Bravo13.id bersama berbagai media lainnya, mengunjungi Desa Sepatin dan SMP Negeri 6 Anggana pada Selasa, 14 Oktober 2025, untuk melihat langsung pelaksanaan program CSR PHM bertajuk Sekolah Negeri Terapung. Kunjungan ini menjadi kesempatan bagi jurnalis menyaksikan dari dekat bagaimana energi bersih, pendampingan guru penggerak, serta penguatan pendidikan pesisir dijalankan di salah satu wilayah paling terpencil di delta Mahakam.

Sebagai wilayah operasi migas, kawasan pesisir menjadi perhatian PHM. Program tanggung jawab sosial bertajuk Sekolah Negeri Terapung memiliki fokus terhadap dua hal: pendidikan pesisir dan energi berkelanjutan.

“PHM berkomitmen meningkatkan kualitas pendidikan di sekitar wilayah operasi kami,” tambah Achmad Krisna. “Kami melihat banyak ketertinggalan, terutama di desa 3T seperti Sepatin dan Tani Baru. Infrastruktur pendidikan dan sarana belajar di sana sangat terbatas.”

Program itu berangkat dari realitas lapangan, terutama sekolah yang hanya memiliki listrik 12 jam. PHM kemudian memfasilitasi pembangunan sistem energi surya di SMPN 6 Anggana.

Energi itu menjadi titik balik. Dengan listrik yang stabil, SMPN 6 Anggana bisa melaksanakan ujian daring, kelas tambahan malam, hingga pelatihan guru berbasis digital. Internet Starlink juga dipasang, membuka dunia baru di tengah rawa Mahakam.

“Sekarang 24 jam di sekolah ini berkat listrik tenaga surya. Terima kasih banyak atas dukungan PHM,” timpal Tandarman.

Selain tenaga surya, program tersebut membawa guru penggerak dan pendampingan pendidikan ke kawasan pesisir yang terputus dari sistem utama. “Sejak ada guru penggerak, sekolah kami seperti hidup kembali. Kami digembleng, diarahkan, dan berbenah,” tambahnya.

Perubahan mulai terasa sejak tahun pertama. Tidak ada lagi siswa yang berhenti di SMP. Lebih dari 100 pelajar dari pesisir kini melanjutkan ke SMA dan perguruan tinggi.

Selama 2022–2024, siswa SMPN 6 Anggana mencatat 62 prestasi dari tingkat kecamatan hingga internasional. Dari juara Olimpiade Sains Nasional hingga pemenang lomba menggambar internasional.

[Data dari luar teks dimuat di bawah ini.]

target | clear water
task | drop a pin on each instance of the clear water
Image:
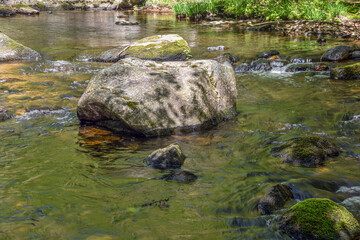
(62, 181)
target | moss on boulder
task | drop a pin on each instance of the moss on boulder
(149, 98)
(308, 151)
(6, 11)
(170, 47)
(319, 219)
(346, 72)
(12, 50)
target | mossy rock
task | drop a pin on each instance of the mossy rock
(346, 72)
(6, 11)
(170, 47)
(319, 219)
(12, 50)
(308, 151)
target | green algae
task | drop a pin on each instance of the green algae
(319, 219)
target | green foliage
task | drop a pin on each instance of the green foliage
(268, 9)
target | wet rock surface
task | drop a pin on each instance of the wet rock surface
(170, 157)
(275, 199)
(187, 96)
(338, 53)
(319, 219)
(308, 151)
(12, 50)
(347, 72)
(169, 47)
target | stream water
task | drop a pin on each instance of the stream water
(62, 181)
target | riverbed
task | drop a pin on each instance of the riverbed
(60, 180)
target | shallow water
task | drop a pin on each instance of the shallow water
(62, 181)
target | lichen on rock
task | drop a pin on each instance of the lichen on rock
(319, 219)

Salah satunya adalah Ainun, siswi kelas 7 SMPN 6 Anggana. Gambar karyanya, yang menampilkan enggang dan rusa sebagai simbol harmoni alam Kalimantan, dipamerkan di Abu Dhabi, Uni Emirat Arab. “Saya gambar tentang alam dan hewan nasional. Terinspirasi dari lingkungan sekitar,” katanya pelan. Ainun mengaku, peran guru di sekolah membuatnya berani bermimpi lebih jauh. “Senang, guru-gurunya asik. Penjelasannya mudah diterima,” tambahnya sambil tersenyum.

Bagi Naila Faza Kamila, guru penggerak PHM, rahasia perubahan itu sederhana: ketika guru tumbuh, murid ikut bertumbuh. “Siswa berprestasi ketika gurunya berprestasi,” ujarnya.

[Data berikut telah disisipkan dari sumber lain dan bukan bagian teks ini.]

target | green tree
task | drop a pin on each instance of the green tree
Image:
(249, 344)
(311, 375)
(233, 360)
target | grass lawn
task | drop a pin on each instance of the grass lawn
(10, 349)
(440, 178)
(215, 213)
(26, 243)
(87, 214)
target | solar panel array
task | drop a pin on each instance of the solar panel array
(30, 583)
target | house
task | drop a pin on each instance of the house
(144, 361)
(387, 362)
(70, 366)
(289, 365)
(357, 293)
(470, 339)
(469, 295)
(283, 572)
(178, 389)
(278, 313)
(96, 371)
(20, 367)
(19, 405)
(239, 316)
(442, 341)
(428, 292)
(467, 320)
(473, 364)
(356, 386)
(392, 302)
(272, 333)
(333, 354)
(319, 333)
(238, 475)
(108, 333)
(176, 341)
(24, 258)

Melalui pendampingan guru penggerak dan dukungan CSR Pertamina Hulu Mahakam, para guru di SMPN 6 mulai menemukan cara baru untuk berkembang. Dari proses itu, lahir banyak prestasi. Salah satunya, Nurul Fitriana, S.Pd., kini menjadi penerima beasiswa Fullbright ke Amerika.

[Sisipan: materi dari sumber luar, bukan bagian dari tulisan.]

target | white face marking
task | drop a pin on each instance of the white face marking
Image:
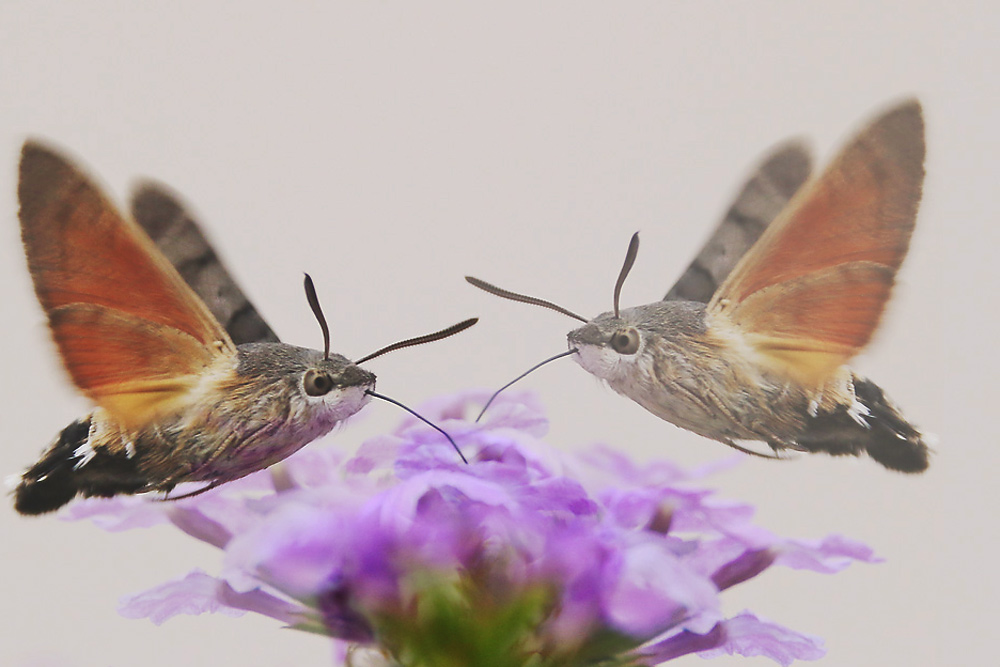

Kini SMPN 6 Anggana mencatat sederet capaian. Sekolah ini sampai kesulitan mencari tempat menaruh puluhan trofi, medali, dan piagam. Mereka meraih predikat Sekolah Adiwiyata Provinsi 2025, serta menjadi Sekolah Rujukan Google, satu-satunya di Anggana.

Projek Penguatan Profil Pelajar Pancasila (P5) disebut sebagai salah satu kunci dari pengembangan karakter pelajar SMPN 6. Di sini, para murid diajarkan kepekaan melihat lingkungan, memecahkan masalah, dan melakukan aksi nyata.

Perwakilan Pertamina Hulu Mahakam berbincang dengan siswa SMP Negeri 6 Anggana dalam kegiatan pembelajaran digital. (Bobby Lolowang/Bravo13.id)

Dari program P5 jua lahir kegiatan seperti Mangrove Penjaga Desaku dan Berprestasi Tanpa NAPZA—inisiatif siswa yang mengedukasi warga tentang konservasi pesisir dan bahaya narkoba. Program yang sederhana itu menandai perubahan besar: anak-anak pesisir Mahakam kini tidak lagi takut bermimpi.

Selain energi bersih, PHM juga memperluas dukungan sosial ke infrastruktur sekitar sekolah: perbaikan jembatan kayu sepanjang tujuh kilometer, pembangunan rumah dinas guru, dan bantuan sarana belajar.

PHM mencatat, sejak 2022, sekolah-sekolah di bawah program Sekolah Negeri Terapung berhasil menekan emisi hingga 7.638 ton CO₂ per tahun berkat pemanfaatan PLTS dan solar home system. Selain itu, biaya operasional berkurang Rp38 juta per tahun, dan penghematan transportasi siswa mencapai Rp460 juta per tahun setelah dibangun jembatan penghubung.

Isu lingkungan juga menjadi bagian dari pendekatan sosial perusahaan. Bersama pemerintah desa dan warga, PHM menanam mangrove di titik abrasi terparah di Sepatin. “Kami bekerja sama dengan Pertamina Foundation untuk kegiatan rehabilitasi mangrove,” jelas Krisna. “Langkah ini membantu menahan laju abrasi sekaligus menjadi sarana edukasi bagi siswa tentang lingkungan.”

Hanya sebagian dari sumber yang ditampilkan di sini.